‘Grave‘ calificaron en el INV sintetizando la situación después de la más dura evidencia desde el 2009. Desde entonces que la naturaleza no castigaba con tamaña impiedad: San Juan, estiman por ahora, cosecharía el 33% menos que el año pasado con una producción de 526 millones de kilos, más o menos. No les fue mucho mejor en Mendoza donde se espera una producción de 1.566 millones de kilos de uva lo que representa una disminución de casi el 18%. En todo el oeste del vino, la vendimia depararía 22% menos de uva.

Al margen de las especulaciones que siempre las cosechas pobres generan en el mercado, lo cierto es que se abre un debate por dos temas claves: los precios de las uvas ‘mosteras‘ que se presumen escasas. El otro asunto es qué harán los gobiernos provinciales con el porcentaje de mosto, que fue acordado en el 30% de la cosecha. Los gobiernos y las entidades habían planificado ese 30% sobre las primarias estimaciones de cosecha, pensando en 180.000 toneladas.

Funcionarios del gobierno de San Juan ya se expidieron. ‘No vamos a modificar el porcentaje del 30% acordado con la provincia de Mendoza‘, según sentenciaron el viernes una vez que conocieron los números ajustados del segundo pronóstico.
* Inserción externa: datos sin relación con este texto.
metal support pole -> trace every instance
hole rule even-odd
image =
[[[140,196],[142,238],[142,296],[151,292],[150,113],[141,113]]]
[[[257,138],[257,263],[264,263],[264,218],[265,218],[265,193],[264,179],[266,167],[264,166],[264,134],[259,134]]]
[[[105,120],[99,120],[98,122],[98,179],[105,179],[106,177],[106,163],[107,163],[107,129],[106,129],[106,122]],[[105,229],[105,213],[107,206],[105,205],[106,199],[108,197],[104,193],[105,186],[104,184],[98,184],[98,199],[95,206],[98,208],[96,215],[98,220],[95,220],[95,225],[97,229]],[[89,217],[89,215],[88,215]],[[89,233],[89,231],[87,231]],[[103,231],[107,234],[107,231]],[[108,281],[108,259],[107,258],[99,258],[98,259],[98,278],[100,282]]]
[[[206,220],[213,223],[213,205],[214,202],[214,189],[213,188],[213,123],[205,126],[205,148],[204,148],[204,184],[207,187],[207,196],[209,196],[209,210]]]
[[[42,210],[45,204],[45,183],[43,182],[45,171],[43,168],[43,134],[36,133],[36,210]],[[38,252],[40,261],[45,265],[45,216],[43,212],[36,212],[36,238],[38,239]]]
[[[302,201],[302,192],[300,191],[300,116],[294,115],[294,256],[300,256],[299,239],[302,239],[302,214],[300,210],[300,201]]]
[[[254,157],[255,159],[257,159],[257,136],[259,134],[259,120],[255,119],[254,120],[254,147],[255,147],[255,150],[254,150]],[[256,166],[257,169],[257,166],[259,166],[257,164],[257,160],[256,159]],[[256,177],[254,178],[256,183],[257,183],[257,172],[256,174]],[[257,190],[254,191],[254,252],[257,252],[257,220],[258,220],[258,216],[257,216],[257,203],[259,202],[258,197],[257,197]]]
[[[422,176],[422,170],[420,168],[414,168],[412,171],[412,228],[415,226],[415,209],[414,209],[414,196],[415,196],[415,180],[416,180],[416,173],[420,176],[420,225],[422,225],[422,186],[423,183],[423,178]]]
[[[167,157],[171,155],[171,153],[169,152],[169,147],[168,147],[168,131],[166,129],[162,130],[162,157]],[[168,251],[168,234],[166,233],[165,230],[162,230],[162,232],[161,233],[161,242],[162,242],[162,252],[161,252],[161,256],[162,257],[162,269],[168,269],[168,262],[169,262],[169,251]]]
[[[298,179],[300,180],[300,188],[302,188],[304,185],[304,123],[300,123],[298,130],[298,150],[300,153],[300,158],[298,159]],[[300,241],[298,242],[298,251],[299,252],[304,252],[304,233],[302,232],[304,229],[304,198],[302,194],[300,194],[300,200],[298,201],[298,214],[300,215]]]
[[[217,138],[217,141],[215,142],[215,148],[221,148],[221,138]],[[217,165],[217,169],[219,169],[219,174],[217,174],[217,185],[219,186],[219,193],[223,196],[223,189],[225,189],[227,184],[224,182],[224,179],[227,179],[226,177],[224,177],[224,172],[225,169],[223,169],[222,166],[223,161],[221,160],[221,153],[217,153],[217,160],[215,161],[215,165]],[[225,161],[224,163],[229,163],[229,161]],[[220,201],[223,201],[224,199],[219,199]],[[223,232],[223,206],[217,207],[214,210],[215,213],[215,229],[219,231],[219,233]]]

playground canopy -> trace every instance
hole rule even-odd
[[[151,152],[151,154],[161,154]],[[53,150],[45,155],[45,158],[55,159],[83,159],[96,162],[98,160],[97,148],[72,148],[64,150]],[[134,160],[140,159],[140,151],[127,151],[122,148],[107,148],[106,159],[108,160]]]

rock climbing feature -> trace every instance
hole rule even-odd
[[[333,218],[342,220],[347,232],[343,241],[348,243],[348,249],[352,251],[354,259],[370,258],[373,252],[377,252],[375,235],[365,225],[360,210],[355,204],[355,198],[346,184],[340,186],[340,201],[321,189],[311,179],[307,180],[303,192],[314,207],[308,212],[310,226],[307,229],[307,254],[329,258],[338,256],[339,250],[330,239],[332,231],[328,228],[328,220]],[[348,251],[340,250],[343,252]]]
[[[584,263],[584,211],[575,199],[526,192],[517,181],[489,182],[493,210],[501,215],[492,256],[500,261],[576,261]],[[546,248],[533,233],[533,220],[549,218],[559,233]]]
Desde el INV coinciden todavía en voz baja con los planteos de San Juan, incluso agregan que ‘hay que respetar el 30% acordado, porque se trata de un cambio cultural que se debe dar en ambas provincias para instalar la preservación de la elaboración de mosto, como industria estable y no como sucedáneo del vino básico‘, se escuchó en el 4to piso del INV el viernes pasado.

En Mendoza, si bien el gobierno de Francisco ‘Paco‘ Pérez ha hecho silencio de radio y no ha ensayado ninguna respuesta luego de los números, todo parece indicar que continuarán en la posición y en la política que definieron con la vecina provincia.